Quantitative analysis using calibration devices, such as wires and catheters with markers at known intervals, should become routine. When results are equivocal, endovascular ultrasonography should be contemplated. Such methods will produce much more accurate luminal measurements. The “eye-balling” technique for estimating vessel diameter is simply not sufficiently precise, especially in cases in which extensive disease has reduced the vessel lumen diameter available for device placement. Moreover, even when vessels are measured using the software built into many angiographic systems, the results can be erroneous if calibration against a known reference length is not performed (Figure 1).

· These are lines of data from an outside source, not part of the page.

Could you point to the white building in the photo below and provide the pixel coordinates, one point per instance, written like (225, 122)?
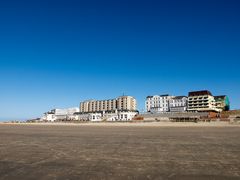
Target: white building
(158, 103)
(201, 101)
(178, 104)
(120, 103)
(94, 117)
(108, 116)
(60, 114)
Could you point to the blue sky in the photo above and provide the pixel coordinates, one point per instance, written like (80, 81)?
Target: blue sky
(54, 54)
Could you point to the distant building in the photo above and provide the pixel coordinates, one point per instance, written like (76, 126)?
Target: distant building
(201, 101)
(222, 103)
(122, 108)
(126, 103)
(158, 103)
(60, 114)
(178, 104)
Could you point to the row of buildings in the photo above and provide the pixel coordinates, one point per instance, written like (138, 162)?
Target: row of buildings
(196, 101)
(124, 108)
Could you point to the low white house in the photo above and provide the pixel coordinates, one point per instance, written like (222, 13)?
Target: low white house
(178, 104)
(60, 114)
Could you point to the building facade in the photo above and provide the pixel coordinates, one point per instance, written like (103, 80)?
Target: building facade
(201, 101)
(60, 114)
(123, 108)
(222, 103)
(121, 103)
(178, 104)
(158, 103)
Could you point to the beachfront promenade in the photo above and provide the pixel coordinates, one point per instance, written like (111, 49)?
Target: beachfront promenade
(119, 151)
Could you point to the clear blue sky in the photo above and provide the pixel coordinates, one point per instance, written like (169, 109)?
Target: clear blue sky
(54, 54)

Measuring vessels can add additional rigor and time to an endovascular procedure, but the results of the VIPER trial leave little doubt that, at least for stent graft implantation, careful quantitative analysis can contribute to excellent outcomes. Trials evaluating the importance of device-to-vessel mismatch for other treatment modalities are needed. Until those studies are performed, I think that we are obligated to slow down a bit and try to be more accurate in estimating vessel size during any FPA intervention, even if this approach has the potential to improve patency and other outcomes only minimally. The cost of a wire with 1-cm markers and the 10 minutes that careful vessel sizing may add to a procedure are insignificant compared with the expenditure of resources, cost, and amount of patient distress associated with any reintervention. Peripheral interventionists, get out your measuring sticks!

Richard R. Saxon, MD, FSIR, is Director of Research, San Diego Cardiac and Vascular Institute, North County Radiology Medical Group in Oceanside, California. He has disclosed that he is a consultant to and receives research support from W. L. Gore & Associates. Dr. Saxon may be reached at (750) 940-4055, rsaxonmd@ northcountyrad.com.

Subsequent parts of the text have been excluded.